Le grand druide vérifia une dernière fois les préparatifs pour la cérémonie du solstice qu'il devait célébrer le lendemain. Le pommier sacré au centre du domaine était décoré de boules rouges figurant les pommes qu'il avait données et qu'il donnerait encore. Une énorme bûche était prête à être embrasée à partir des morceaux carbonisés de la précédente. Les murs de l'enceinte arboraient du houx couvert de baies et une boule de gui pendait à la plus basse branche du pommier.
Le vieil homme jeta un œil aux ingrédients dont il aurait besoin pour mener à bien le rituel : des pétales séchés, des poudres de végétaux, champignons ou minéraux. Les vasques et aiguières ne demandaient plus qu'à être remplies de vin, de miel et d'eau fraîche. Satisfait, il hocha la tête et gagna sa couche.
Il s'endormit du sommeil du juste, fort de son expérience, certain de sa compétence. Mais au milieu de la nuit, un bruit le fit sursauter. Il sortit et découvrit une bande d'enfants qui saccageaient le pommier et implantaient à sa place un arbre de montagne, de ceux qui restent verts en hiver. L'une d'eux s'approcha du druide et l'éventra d'un coup de dague. Elle attrapa ses intestins et se mit à les enrouler autour du sapin. Puis elle se saisit de son cœur, qu'elle accrocha au sommet, comme un trophée. Le vieil homme ne parvenait pas à bouger, ni à crier. Une grande partie de la magie des druides réside en leur parole, mais sa voix était coupée.
L'homme vénérable se concentra pour faire refluer la douleur. Il se recentra sur sa gorge, épargnée par l'horrible enfant, afin d'y faire affluer son énergie mystique. Peu à peu il se galvanisa. Une boule de puissance grossissait dans sa bouche, qu'il expulsa de toutes ses forces pour faire cesser le sacrilège et maudire les profanateurs. Le monde disparut à ses yeux.
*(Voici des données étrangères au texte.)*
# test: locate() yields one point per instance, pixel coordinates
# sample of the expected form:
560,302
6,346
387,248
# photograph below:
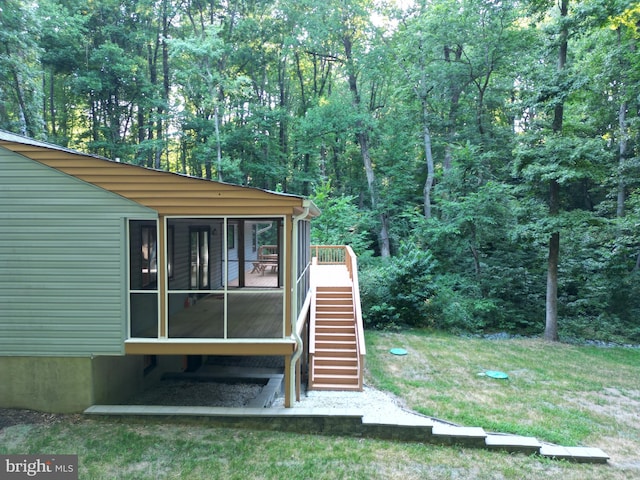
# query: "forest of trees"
481,156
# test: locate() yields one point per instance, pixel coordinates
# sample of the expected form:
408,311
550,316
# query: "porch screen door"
199,256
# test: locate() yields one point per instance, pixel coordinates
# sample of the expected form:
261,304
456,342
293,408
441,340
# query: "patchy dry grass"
565,394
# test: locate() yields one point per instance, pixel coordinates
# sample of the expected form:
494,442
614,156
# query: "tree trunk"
551,323
363,142
622,153
428,184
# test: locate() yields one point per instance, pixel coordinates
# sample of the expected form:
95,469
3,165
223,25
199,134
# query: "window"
149,252
199,258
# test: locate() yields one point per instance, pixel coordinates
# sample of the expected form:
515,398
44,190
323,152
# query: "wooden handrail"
344,255
352,266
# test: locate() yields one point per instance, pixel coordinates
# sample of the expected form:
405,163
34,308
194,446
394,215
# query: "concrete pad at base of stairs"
513,443
451,435
574,454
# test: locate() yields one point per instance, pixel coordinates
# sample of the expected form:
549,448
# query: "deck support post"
287,382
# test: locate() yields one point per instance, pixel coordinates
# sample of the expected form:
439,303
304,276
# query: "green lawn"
565,394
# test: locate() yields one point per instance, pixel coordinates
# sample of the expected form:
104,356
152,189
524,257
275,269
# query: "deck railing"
344,255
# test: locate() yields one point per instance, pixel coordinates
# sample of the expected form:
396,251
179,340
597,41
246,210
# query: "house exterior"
106,267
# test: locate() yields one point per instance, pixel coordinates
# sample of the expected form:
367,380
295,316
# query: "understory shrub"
397,291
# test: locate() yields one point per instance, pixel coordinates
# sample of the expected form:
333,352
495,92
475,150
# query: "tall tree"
20,73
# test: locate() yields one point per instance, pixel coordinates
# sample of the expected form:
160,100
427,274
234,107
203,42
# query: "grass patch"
559,393
563,394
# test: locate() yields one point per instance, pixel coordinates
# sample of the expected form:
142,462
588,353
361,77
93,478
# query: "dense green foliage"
459,137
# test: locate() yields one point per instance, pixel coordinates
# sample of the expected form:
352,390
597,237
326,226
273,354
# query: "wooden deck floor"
330,276
251,314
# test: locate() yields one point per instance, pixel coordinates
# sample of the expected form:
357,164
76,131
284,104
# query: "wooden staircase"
334,357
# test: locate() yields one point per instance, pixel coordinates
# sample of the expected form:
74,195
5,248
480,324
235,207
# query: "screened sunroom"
225,278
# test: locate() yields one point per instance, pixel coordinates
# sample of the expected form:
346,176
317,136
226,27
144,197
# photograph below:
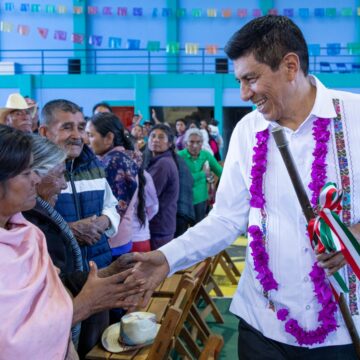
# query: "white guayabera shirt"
291,256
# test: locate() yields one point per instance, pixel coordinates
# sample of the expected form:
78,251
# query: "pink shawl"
35,309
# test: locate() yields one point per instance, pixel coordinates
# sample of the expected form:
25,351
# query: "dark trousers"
91,331
252,345
200,211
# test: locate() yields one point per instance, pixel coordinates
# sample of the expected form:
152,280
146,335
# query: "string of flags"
121,11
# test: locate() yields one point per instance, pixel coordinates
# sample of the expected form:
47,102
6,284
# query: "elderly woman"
164,170
36,311
200,163
90,297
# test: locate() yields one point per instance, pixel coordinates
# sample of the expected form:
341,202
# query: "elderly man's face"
194,145
68,131
20,119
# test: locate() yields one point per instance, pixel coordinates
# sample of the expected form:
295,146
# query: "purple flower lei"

Il se réveilla en sueur sur sa couche. Il se leva et tâtonna vers une autre alcôve.
— Luernios ? Dors-tu ?
— Qu'y a-t-il, ô grand Celunno ?
— Tu n'as jamais présidé la cérémonie du solstice d'hiver, mais tu la connais par cœur, n'est-ce pas ?
— Oui, maître. Tu penses que tu auras besoin de mon soutien ?
— Non, je pense qu'il est temps de passer la main.
Ce fut Luernios, à son tour, qui sentit une sueur froide couler sur sa nuque.
— Le jour se lève dans deux heures ! Je ne suis pas prêt !
— Tu viens de me confirmer que tu maîtrisais le rite.
— Certes mais...
Alors, à voix basse pour ne pas réveiller les autres résidents du lieu, mais avec toute la puissance de son phrasé druidique, Celunno envoûta son disciple afin de lui insuffler la confiance en lui et la perfection nécessaire pour officier.
Le soleil brilla, ce jour-là. Toute la journée, Luernios accomplit la tradition et le soir venu, il embrasa la bûche, dont les cendres serviraient au printemps à fertiliser les sols.
Alors que le banquet battait son plein, un individu se présenta à la porte du domaine. Il portait un grand havresac dont il sortit des présents pour tous les membres de l'assemblée. À Luernios il tendit une pomme de pain.
— Qu'est-ce que c'est ?
— Le fruit d'un arbre qui ne perd pas ses feuilles. Tu peux le planter dès maintenant.
— Je le ferai demain, répondit le nouveau grand druide. Avec un peu de chance, nous aurons un arbre plus majestueux que notre vieux pommier effeuillé pour l'année prochaine !
Dans ses yeux brillait une joie impatiente qui effraya Celunno. Il repassa ses actions dans son esprit mais n'y trouva pas de remords : quelque voie qu'il ait choisie, le résultat aurait été le même. Son temps était passé.